Steve Kaplan

Personal information
- Nationality: American / Israeli
- Listed height: 6 ft 6 in (1.98 m)

Career information
- High school: Collingswood (Collingswood, New Jersey)
- College: Rutgers (1969–1972)
- NBA draft: 1972: undrafted
- Position: Small forward

Career history
- ?–?: Hapoel Ramat Gan

Career highlights
- As player: 5× Israeli Premier League Top Scorer (1974–1978);

= Steve Kaplan (basketball) =

American-Israeli basketball player

Steven Mark Kaplan (סטיב קפלן) is an American-Israeli former basketball player and coach. Kaplan played 14 seasons in the Israel Basketball Premier League. He played the forward position. He is 8th all-time in career points in the league.

==Early and personal life==
Kaplan is Jewish, and has dual American-Israeli citizenship. He grew up in Collingswood, New Jersey and played prep basketball at Collingswood High School. He is 6 ft 6 in tall. He served in the Israel Defense Forces, moved to Ramat Gan, Israel, and is married to Israeli-born Irit Kaplan. His son Tom Kaplan played for the Israel 17-under national basketball team, and attended Monmouth University.

==Basketball career==
Kaplan played basketball for Team USA in the 1969 Maccabiah Games winning a silver medal alongside Ronald Green, Jack Langer, and Neal Walk, and for Team Israel in the 1977 Maccabiah Games.

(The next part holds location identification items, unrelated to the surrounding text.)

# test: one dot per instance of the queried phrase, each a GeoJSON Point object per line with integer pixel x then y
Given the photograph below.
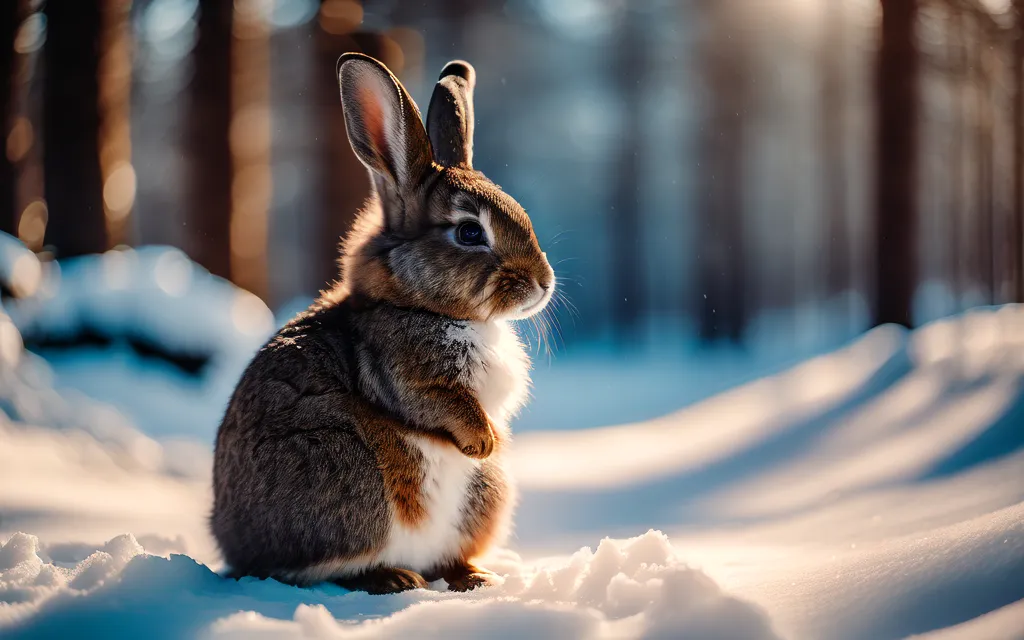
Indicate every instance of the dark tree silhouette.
{"type": "Point", "coordinates": [208, 154]}
{"type": "Point", "coordinates": [835, 176]}
{"type": "Point", "coordinates": [896, 163]}
{"type": "Point", "coordinates": [10, 17]}
{"type": "Point", "coordinates": [71, 123]}
{"type": "Point", "coordinates": [628, 291]}
{"type": "Point", "coordinates": [721, 270]}
{"type": "Point", "coordinates": [984, 143]}
{"type": "Point", "coordinates": [1017, 226]}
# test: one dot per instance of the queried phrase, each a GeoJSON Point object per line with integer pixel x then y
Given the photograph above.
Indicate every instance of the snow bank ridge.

He attended Rutgers University-New Brunswick ('72). Kaplan was captain of the Rutgers basketball team in his senior year. In his Rutgers career, he averaged 16.4 points and 7.6 rebounds per game, with a 48.2 field goal percentage and an 88.8 free throw percentage (the second-highest in school history). His .927 free throw percentage in 1989–90 is the highest in Rutgers history.

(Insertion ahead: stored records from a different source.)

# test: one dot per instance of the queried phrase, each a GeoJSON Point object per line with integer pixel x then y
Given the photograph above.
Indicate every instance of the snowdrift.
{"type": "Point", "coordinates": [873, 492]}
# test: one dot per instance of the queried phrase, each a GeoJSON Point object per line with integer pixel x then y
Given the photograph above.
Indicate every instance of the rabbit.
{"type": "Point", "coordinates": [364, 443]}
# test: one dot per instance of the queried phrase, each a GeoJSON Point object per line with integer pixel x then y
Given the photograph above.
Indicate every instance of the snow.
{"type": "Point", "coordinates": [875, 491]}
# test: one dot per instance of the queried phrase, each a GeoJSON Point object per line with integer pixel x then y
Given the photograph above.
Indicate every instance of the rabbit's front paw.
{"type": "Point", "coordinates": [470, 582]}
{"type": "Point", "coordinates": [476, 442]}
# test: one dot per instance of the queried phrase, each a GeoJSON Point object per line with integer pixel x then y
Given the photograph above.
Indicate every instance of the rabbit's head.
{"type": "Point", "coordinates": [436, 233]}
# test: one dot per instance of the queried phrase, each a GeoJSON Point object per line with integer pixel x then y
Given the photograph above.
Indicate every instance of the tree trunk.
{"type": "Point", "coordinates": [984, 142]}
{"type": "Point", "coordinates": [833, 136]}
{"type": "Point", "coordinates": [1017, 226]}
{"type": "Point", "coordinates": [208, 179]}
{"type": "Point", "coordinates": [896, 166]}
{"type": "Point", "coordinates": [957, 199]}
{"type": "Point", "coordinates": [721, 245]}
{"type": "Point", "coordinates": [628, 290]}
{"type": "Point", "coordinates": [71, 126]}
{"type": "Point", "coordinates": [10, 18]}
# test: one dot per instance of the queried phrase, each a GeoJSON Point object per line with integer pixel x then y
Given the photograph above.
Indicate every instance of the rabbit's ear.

Kaplan played 14 seasons of professional basketball in Israel with Hapoel Ramat Gan, in the Israel Basketball Premier League. He is 8th all-time in career points in the league, with 5,913.

He also played on the Israeli national basketball team, and competed in EuroBasket 1979, in which the Israeli national team won the silver medal, its greatest achievement of all time.

After his basketball career, Kaplan became the director of logistics for a chemical company.